Avery is a native of Fairfax, Va., not far from Washington, D.C. He saw many Nationals scouts during his college playing days at Virginia.

"It is kind of a cool aspect going to my hometown team and their organization," Avery said. He added that he was surprised to hear that he'd been traded.

"I found out mid-day Monday," said Avery. "Fleita called me and said I'd been traded. You kind of get stopped in your tracks. It's not usually what you expect to hear on an average Monday."

But Avery noted that the trade is a good opportunity for him to spread his wings with another club. He wasn't particularly happy with his 2008 season. He spent time on the disabled list, which coincided in a brief stint with Class Advanced-A Daytona.

"After the season I had in 2007 and the (Arizona) Fall League in 2007, my heights were set a little higher than what I put forth and the results I had in 2008," Avery said. "The first half, I was pitching through injuries and ended up on the DL for about five weeks. That's always miserable and it kind of hampered me. I was happy with my second half, so that's kind of what I want to build off of from here.
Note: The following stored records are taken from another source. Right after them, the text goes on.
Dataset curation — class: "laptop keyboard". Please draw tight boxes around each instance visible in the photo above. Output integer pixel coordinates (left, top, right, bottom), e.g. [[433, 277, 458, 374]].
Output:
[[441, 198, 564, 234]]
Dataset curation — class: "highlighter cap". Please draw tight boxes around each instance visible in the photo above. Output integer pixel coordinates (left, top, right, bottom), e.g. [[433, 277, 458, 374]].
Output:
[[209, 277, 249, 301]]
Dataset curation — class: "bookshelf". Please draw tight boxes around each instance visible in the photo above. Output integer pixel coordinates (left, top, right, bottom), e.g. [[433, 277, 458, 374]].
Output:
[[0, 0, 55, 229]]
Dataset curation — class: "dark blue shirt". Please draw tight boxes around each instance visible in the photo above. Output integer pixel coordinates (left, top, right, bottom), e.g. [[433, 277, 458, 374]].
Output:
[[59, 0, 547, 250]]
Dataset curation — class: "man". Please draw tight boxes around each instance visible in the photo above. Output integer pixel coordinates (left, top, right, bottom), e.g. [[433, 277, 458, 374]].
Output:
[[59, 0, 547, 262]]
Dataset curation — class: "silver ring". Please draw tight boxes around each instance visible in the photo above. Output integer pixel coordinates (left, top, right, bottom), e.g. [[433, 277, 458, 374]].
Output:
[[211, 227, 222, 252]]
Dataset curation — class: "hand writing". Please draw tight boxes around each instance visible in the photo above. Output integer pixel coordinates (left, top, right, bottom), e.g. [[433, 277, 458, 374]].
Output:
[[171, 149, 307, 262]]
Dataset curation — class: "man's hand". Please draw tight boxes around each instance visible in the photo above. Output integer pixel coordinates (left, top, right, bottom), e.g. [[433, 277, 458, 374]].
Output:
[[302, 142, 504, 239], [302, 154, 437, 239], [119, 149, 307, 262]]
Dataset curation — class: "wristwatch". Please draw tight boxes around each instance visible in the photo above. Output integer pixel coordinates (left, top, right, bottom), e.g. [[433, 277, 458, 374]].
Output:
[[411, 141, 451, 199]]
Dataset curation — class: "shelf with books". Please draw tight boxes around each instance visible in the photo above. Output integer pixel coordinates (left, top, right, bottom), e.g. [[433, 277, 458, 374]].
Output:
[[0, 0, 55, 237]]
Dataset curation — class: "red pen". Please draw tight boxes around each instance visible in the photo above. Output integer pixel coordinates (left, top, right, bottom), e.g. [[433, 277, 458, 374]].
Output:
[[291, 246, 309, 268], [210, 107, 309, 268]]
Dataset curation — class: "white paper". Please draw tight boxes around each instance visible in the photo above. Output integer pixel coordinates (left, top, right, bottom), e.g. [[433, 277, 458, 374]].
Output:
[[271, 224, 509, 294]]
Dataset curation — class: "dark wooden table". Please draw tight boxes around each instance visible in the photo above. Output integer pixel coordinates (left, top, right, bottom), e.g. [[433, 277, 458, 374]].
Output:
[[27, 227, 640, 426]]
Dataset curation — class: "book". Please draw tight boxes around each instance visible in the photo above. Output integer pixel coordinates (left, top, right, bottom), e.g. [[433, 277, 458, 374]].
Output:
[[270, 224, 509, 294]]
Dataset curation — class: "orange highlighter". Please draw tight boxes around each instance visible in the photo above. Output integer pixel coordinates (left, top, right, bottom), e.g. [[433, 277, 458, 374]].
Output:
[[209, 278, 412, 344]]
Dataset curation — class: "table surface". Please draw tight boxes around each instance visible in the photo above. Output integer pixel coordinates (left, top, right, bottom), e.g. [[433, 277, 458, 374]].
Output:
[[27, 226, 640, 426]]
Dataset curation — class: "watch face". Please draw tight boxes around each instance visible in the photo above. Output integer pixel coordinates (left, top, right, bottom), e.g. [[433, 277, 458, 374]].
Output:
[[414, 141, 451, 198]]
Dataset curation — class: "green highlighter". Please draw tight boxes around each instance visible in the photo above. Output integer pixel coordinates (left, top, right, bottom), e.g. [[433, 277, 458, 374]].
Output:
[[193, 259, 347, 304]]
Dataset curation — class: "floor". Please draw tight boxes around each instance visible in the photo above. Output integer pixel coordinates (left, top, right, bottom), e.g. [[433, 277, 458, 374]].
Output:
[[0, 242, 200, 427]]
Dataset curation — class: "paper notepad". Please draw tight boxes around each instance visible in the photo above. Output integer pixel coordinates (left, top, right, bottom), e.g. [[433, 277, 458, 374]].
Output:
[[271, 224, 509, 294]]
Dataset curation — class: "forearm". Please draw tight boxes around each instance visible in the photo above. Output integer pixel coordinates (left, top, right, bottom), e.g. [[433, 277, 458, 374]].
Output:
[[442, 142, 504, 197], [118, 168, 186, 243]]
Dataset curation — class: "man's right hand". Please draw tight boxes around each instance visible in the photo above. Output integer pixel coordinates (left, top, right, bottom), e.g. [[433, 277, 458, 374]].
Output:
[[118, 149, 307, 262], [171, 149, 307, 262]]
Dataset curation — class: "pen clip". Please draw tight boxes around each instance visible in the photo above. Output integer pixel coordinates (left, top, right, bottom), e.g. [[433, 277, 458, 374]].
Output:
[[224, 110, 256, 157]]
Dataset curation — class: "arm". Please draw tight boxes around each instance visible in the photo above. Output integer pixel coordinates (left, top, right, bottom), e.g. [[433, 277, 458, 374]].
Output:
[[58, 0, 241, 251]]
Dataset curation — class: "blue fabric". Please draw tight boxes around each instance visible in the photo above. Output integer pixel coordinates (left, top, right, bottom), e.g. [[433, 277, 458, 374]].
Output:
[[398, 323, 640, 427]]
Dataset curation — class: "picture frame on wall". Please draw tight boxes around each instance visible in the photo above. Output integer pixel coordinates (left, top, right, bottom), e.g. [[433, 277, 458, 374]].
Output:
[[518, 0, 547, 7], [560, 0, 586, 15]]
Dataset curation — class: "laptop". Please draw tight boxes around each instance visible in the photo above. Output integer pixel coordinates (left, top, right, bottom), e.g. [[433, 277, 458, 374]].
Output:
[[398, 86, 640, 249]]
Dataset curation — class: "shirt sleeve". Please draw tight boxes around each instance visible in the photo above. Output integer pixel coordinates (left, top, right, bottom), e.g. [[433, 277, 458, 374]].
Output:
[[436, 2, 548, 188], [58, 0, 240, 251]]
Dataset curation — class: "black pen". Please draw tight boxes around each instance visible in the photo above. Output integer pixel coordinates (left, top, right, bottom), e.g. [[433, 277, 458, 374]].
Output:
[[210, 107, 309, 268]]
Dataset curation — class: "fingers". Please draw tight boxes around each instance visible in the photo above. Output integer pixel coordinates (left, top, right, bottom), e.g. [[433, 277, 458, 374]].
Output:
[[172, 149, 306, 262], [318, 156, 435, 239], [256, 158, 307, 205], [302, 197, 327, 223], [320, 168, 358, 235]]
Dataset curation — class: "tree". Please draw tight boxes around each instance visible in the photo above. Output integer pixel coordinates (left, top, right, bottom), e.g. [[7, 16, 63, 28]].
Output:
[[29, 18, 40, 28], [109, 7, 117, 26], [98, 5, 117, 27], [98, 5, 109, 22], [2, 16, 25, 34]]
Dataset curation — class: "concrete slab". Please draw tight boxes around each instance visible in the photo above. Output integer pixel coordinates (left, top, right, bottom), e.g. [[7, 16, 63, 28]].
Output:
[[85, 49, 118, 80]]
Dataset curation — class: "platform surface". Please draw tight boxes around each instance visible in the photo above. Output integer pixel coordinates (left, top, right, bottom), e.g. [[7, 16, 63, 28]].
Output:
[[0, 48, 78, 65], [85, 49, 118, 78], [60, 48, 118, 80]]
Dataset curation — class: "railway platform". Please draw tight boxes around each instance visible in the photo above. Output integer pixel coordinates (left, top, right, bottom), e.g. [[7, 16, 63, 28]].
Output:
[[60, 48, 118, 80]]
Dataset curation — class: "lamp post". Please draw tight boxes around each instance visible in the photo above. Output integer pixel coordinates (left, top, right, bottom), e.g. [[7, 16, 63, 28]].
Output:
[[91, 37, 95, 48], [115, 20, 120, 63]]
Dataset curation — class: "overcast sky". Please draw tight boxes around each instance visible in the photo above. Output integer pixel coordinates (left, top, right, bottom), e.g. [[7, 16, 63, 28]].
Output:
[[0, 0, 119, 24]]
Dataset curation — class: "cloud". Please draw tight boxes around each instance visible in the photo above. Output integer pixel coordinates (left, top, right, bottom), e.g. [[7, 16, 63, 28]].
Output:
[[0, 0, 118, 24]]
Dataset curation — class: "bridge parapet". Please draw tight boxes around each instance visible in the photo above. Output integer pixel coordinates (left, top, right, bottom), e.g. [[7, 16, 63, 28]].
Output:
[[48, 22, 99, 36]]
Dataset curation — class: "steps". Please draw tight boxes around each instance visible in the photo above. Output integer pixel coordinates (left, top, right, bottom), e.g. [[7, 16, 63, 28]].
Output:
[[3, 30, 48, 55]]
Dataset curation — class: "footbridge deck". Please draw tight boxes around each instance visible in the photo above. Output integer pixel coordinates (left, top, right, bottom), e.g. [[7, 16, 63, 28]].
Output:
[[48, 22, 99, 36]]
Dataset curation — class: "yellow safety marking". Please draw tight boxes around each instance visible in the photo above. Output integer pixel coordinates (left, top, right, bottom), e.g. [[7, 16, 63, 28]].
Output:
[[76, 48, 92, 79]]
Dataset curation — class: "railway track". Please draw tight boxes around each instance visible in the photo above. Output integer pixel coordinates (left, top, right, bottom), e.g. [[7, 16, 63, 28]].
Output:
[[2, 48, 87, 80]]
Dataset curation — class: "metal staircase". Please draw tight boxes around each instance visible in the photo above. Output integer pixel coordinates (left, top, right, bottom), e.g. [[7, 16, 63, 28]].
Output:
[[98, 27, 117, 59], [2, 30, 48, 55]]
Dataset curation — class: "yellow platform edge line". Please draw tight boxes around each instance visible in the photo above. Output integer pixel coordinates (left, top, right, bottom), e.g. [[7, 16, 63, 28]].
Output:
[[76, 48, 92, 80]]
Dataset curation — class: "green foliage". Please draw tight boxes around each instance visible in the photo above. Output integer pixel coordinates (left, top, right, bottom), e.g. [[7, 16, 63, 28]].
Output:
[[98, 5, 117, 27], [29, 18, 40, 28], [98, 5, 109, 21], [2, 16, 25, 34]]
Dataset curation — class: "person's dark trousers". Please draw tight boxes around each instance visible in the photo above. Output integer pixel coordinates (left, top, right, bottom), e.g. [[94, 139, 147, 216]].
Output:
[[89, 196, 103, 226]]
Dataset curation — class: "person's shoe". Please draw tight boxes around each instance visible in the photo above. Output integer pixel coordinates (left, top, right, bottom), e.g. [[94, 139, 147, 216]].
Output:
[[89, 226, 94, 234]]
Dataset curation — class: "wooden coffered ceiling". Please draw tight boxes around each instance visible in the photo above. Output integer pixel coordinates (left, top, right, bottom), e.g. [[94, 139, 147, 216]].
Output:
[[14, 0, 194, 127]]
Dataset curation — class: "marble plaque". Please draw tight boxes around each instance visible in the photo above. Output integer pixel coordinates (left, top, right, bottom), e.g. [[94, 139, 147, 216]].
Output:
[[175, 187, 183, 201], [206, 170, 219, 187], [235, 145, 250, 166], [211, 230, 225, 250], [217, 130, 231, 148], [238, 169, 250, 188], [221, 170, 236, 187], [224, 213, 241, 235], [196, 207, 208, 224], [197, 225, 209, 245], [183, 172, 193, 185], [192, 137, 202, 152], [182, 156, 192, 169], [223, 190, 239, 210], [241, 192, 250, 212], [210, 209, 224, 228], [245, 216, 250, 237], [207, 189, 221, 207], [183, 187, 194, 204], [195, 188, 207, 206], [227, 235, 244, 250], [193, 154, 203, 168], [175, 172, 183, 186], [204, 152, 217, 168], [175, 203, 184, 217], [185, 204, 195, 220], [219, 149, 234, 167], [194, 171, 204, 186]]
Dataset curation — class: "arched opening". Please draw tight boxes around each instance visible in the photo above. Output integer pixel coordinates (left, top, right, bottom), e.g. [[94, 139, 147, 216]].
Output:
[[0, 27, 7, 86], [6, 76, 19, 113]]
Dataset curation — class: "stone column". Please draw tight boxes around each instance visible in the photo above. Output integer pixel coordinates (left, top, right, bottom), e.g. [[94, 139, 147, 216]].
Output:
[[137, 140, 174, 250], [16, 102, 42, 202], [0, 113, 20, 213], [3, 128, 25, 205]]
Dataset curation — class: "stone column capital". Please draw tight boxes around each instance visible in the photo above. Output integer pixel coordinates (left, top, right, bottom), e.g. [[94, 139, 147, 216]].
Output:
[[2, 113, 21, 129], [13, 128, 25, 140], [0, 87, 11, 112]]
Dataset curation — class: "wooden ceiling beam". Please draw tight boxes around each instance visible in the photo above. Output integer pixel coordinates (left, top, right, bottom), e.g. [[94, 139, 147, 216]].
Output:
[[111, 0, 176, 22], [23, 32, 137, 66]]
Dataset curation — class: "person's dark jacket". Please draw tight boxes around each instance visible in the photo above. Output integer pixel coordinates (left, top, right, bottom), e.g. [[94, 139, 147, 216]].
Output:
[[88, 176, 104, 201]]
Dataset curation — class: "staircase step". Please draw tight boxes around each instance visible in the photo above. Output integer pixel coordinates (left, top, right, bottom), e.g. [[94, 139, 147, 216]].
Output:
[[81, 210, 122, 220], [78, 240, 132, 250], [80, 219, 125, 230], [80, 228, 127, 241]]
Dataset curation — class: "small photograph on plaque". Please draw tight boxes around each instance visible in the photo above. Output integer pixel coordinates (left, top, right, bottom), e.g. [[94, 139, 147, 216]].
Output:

"If I look at it from the second half on, pitching healthy, it was a couple of steps forward. That's what I'm going to focus on as far as what to build on."

While Avery had semi-successful numbers in four different seasons with the Cubs, Buchter (pron. BUCK-TER) has struggled in two-plus seasons of pro ball. He held a 6.95 ERA over his first two seasons in the Nationals' farm system, but this past season strung together some fairly nice performances while pitching in the South Atlantic League.

He has seemed to often lack control, with 46 walks in 69 2/3 innings in his career. But Cubs Director of Amateur Scouting Tim Wilken noted that Buchter is fairly new to pitching. Buchter was an outfielder in junior college, where he was eventually converted to pitcher, Wilken said.

"We've got reports on him kind of being somewhat raw … but you can see by his numbers that he had a pretty decent year (despite) a little too many walks," said Wilken.

Buchter's fastball is anywhere from 86-94 mph, and he features a changeup and curveball in his repertoire. The curveball is more like a slurve, Wilken said.

"He's got a changeup and curveball," Wilken said of Buchter's secondary pitches. "From all our reports, it's kind of a work in progress. It's not so dissimilar to Mateo. It's not a comparison to Mateo, but it's not so dissimilar because he (Mateo) didn't have much of a breaking ball until right at the end.

"That's not to be confused with a comparison; it's more of a sighting of a breaking ball that has some potential. It's not necessarily average at this time, just like Mateo's wasn't. But there may be enough in there. With (Buchter's) limited amount of innings, who knows what could happen here."

Wilken noted that the Cubs have an assortment of young left-handers stockpiled at the minor league level from Class Low-A Boise to Daytona.

Those pitchers include 2008 draftees James Leverton and Jeff Beliveau, plus converted outfielder Luke Sommer, young Dominican lefty Jeff Antigua, Buchter, and 2007 draftees Zach Ashwood, Chris Siegfried, Dustin Sasser, James Russell and 2006 draftee Jeremy Papelbon – many of whom were brought to the Cubs' annual Instructional League this fall.

"Basically it was brought up by Washington that they had certain interest in Avery," Wilken said. "Avery was a little bit trapped over here on the right-hand side, and our theory has always been to add a lefty when you can, which is probably different than most other organizations. But (Buchter) was a little bit of a younger guy that now gives us 11 different lefties from Boise to Daytona now."